Il romanzo poi avrebbe potuto seguire il percorso esistenziale di Dick mentre si addentra in queste pratiche vietate dal regime, descrivendo come ogni nuovo esercizio dell’ascolto lo conduce a una diversa percezione del mondo intorno a sé, un po’ come un’esperienza psichedelica. E piano piano il mondo si trasforma. Il meccanismo di proiezione della realtà fittizia, il Vasto Sistema di Intelligenza Vivente Attiva o VALIS come lo chiama Dick, sembra vacillare perché non riesce a sostenere i continui cambiamenti cognitivi del protagonista: dove prima c’era una cella ora c’è una palude, dove c’era un secondino ora c’è una sorta di legionario romano da incubo, nel cielo ogni tanto si può scorgere un gigantesco sguardo malevolo e sogghignante, ma soprattutto al posto dei muri della prigione ora c’è lo spazio aperto. Che quello che si percepisce sia la vera realtà, il sostrato, non è certo. Quello che è invece certo è che il velo di Maya è stato squarciato. Ma solo per un momento.
Ora però la resistenza sa finalmente cosa deve fare per sconfiggere il tiranno. Non c’è bisogno di sottoporre gli ascoltatori a messaggi subliminali, tutto il contrario: occorre far ascoltare a tutti i suoni e le musiche del mondo. Bisogna occupare le televisioni, le radio, le sale da concerto e fare musica, suoni, rumori di tutti i tipi. Certo anche Wagner e Linda Ronstadt hanno il loro posto in questa babele sonora, ma il loro ruolo è cambiato: ora sono una voce tra un miliardo, tra mille miliardi. Sono una possibilità, un percorso sonoro unico. Ancora di più perché l’ascolto liberato delle persone può trovare in questi brani ogni volta suggestioni diverse.
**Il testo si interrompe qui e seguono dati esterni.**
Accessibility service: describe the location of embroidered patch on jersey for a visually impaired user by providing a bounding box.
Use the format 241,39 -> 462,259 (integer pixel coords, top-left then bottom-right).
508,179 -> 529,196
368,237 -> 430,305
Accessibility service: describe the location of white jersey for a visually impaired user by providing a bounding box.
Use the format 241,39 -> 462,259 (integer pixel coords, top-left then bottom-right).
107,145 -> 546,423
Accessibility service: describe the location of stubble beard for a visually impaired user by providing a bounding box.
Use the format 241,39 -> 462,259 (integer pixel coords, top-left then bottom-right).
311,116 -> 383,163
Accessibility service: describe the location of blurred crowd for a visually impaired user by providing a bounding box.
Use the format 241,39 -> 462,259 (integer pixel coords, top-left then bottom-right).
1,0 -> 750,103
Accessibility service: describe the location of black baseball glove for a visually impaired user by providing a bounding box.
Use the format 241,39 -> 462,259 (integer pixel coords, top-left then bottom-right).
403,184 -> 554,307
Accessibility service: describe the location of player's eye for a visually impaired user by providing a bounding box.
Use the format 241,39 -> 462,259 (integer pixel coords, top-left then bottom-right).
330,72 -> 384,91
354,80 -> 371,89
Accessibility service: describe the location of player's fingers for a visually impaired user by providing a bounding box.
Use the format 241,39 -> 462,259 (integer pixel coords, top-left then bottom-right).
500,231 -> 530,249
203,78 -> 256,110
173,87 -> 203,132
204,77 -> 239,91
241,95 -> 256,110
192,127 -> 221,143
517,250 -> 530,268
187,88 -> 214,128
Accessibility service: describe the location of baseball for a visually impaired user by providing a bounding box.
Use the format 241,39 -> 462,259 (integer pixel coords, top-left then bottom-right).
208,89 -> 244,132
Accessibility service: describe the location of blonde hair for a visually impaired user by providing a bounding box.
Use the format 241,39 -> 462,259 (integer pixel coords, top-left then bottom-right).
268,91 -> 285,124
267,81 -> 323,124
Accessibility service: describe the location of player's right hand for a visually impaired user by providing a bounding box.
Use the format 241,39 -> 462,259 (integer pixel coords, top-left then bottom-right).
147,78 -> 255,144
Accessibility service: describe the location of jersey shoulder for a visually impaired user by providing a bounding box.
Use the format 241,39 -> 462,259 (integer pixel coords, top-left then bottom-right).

E così alla fine, con il diffondersi di questa esplosione di diversità di ascolti e pratiche, tutti riescono finalmente a vedere il tiranno per quello che è, la Prigione di Metallo Nera viene distrutta e ora è possibile costruire una nuova società. Ma un nuovo tiranno si sta già preparando per salire al potere.


Ecco, un romanzo di Philip Dick sul rapporto tra potere e musica avrebbe forse potuto avere una trama come questa. Oppure chissà, forse, anzi molto probabilmente, il romanzo sarebbe stato completamente diverso.